Hampartzum Limonjian, better known by the sobriquet Baba Hampartzum, was one of the most important figures of Armenian music. He opened a new era in Armenian songs, as he cleaned them from foreign influences, and became the creator of the Armenian new musical notation, which helped maintain the heritage of popular and spiritual songs.
Limonjian was born in Constantinople in 1768. His childhood was marked by poverty. As soon as he had learned how to write and to read, he became an apprentice in a tailor shop and, after learning the trade, became a tailor himself.
He had an innate love for singing and music, and in his free time he devoted himself to learning music, and this is how he advanced in musicology. He later became a student of Zenne Boghos and learned Armenian religious music. He met Turkish dervishes and in a short time learned the style of their classical singing. The mystic teachings of the dervishes made a great impact on him, as well as their introspective life and their prayers that were accompanied by songs, music, and ritual dances.
Afterwards, Hampartzum Limonjian, who was already known as Baba Hampartzum, studied also European musical theory. His acquaintance with Hovhannes Chelebi Duzian became crucial. Hovhannes Chelebi, who was also a music lover, noted the exceptional abilities of Baba Hampartzum and had him hired as a music teacher in the Mekhitarist School of Constantinople. Simultaneously, he also worked as a scribe for the Balians, who were the imperial architects.
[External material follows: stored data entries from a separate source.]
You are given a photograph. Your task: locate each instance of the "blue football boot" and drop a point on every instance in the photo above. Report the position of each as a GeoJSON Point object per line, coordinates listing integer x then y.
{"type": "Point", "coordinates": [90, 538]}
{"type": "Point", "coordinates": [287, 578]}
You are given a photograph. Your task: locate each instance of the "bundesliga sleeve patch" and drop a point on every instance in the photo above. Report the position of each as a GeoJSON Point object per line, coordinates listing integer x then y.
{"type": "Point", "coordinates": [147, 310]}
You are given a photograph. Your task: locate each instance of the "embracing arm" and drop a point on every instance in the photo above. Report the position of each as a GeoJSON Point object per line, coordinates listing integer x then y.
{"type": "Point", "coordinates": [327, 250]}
Once he assured his living, Baba Hampartzum strove to improve his musical knowledge. He took lessons from Greek musicians and maintained his links with the dervishes. He also studied old Armenian religious songs and tried to transcribe them. The European notation was not appropriate and he invented an Armenian notation system that resembled the khaz (the Armenian notation used in the Armenian hymns or sharagan) and corresponded to the European musical scale. He worked on his invention until 1815. In 1837 he wrote his autobiography, in Turkish, where he wrote about the motives that had led him to create the Armenian notation.
Hampartzum Limonjian had a group of students who continued his work, among them his son Nezen Zenob (1810-1866), Tamburi Alexan, Apisoghom Utudjian, Aristakes Hovhannesian, Bedros Cheomlekian and Hovhannes Muhendisian.
He passed away on June 29, 1839, at the age of 71. Decades later, Kevork IV, Catholicos of All Armenians, took the initiative to organize the teaching and the promotion of the notation system invented by Baba Hampartzum, which was particularly important in the maintenance and the normalization of Armenian religious music.